The Question of Attribution

Throughout the assessment, we must be clear about the source of information. “He told me“, “he said“, “when I asked” – these phrases maintain transparency about what was observed versus what was reported. They remind us that we are documenting the person’s account alongside our observations. This becomes critical in medico-legal contexts where clarity about evidence sources is essential.

Direct quotes serve multiple purposes. They capture the person’s authentic voice. They provide powerful clinical evidence of severity. They demonstrate that we actually asked the questions and listened to the answers. A person who says “even getting dressed feels like climbing a mountain” conveys more than any clinical descriptor about their energy level.

Risk Assessment: No Shortcuts

If there is one area where detailed documentation is non-negotiable, it is risk assessment. “Passive suicidal ideation present” is professionally inadequate and potentially indefensible. We must document exactly what was asked and exactly what was said. The person’s response matters – did they pause before answering? Did they look up? What were their actual words? How frequent are these thoughts? At what times? What methods have they considered? Have they acquired means? Set a time?

This level of detail serves multiple purposes. It provides evidence for immediate risk formulation. It creates a baseline for monitoring change. It demonstrates that we took the assessment seriously. Most importantly, if something goes wrong, it shows we asked the right questions and documented the answers. The absence of such documentation is indefensible.

The Practical Reality

Time pressure is real. Clinicians work in overstretched services with competing demands.
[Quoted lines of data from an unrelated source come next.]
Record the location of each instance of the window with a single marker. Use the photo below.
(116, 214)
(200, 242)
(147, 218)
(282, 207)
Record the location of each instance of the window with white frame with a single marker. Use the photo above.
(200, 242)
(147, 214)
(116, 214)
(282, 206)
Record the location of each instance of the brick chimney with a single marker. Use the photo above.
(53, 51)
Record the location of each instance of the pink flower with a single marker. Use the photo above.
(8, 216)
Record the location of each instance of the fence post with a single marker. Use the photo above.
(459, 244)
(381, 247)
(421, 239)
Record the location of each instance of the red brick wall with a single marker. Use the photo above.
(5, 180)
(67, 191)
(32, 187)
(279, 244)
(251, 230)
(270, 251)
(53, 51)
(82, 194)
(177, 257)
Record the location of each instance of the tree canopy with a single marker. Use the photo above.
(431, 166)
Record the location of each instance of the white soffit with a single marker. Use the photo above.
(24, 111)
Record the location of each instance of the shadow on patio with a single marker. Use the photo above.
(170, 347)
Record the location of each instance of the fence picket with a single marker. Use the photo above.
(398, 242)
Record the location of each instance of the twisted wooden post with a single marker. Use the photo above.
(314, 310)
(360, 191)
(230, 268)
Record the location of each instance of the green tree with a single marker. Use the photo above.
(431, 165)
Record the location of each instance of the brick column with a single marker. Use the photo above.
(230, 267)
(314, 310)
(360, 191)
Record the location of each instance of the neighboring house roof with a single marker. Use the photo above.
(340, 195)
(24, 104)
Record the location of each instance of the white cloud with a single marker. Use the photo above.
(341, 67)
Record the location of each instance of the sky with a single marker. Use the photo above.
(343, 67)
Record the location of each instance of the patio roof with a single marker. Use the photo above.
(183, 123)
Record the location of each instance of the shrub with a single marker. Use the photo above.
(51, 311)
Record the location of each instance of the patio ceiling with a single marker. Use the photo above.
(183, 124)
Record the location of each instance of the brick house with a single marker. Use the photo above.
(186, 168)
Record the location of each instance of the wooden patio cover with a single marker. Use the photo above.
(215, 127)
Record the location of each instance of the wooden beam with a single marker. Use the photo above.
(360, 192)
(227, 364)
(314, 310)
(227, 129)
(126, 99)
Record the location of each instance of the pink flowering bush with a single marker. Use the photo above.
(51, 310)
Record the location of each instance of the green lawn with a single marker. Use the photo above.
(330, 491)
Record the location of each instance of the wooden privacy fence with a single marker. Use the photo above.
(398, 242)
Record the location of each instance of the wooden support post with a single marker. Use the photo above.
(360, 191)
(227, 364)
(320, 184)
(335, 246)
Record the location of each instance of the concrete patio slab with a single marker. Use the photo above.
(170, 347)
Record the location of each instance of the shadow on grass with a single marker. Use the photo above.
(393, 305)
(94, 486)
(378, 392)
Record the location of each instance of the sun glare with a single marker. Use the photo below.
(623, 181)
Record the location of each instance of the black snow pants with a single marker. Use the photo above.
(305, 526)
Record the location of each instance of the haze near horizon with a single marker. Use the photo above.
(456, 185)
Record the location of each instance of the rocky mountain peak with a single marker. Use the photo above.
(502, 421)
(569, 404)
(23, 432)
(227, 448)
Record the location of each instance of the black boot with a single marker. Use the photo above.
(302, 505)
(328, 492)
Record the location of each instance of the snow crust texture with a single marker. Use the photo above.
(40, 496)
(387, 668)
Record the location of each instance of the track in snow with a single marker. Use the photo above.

However, the choice is not between the robust mental state examination presented here and a superficial checklist. The poor mental state examination is not an efficient alternative – it is simply inadequate. It wastes the clinical encounter by failing to gather the data needed for decision-making. It often leads to repeated assessments by others trying to obtain missing information. It creates risk through incomplete documentation.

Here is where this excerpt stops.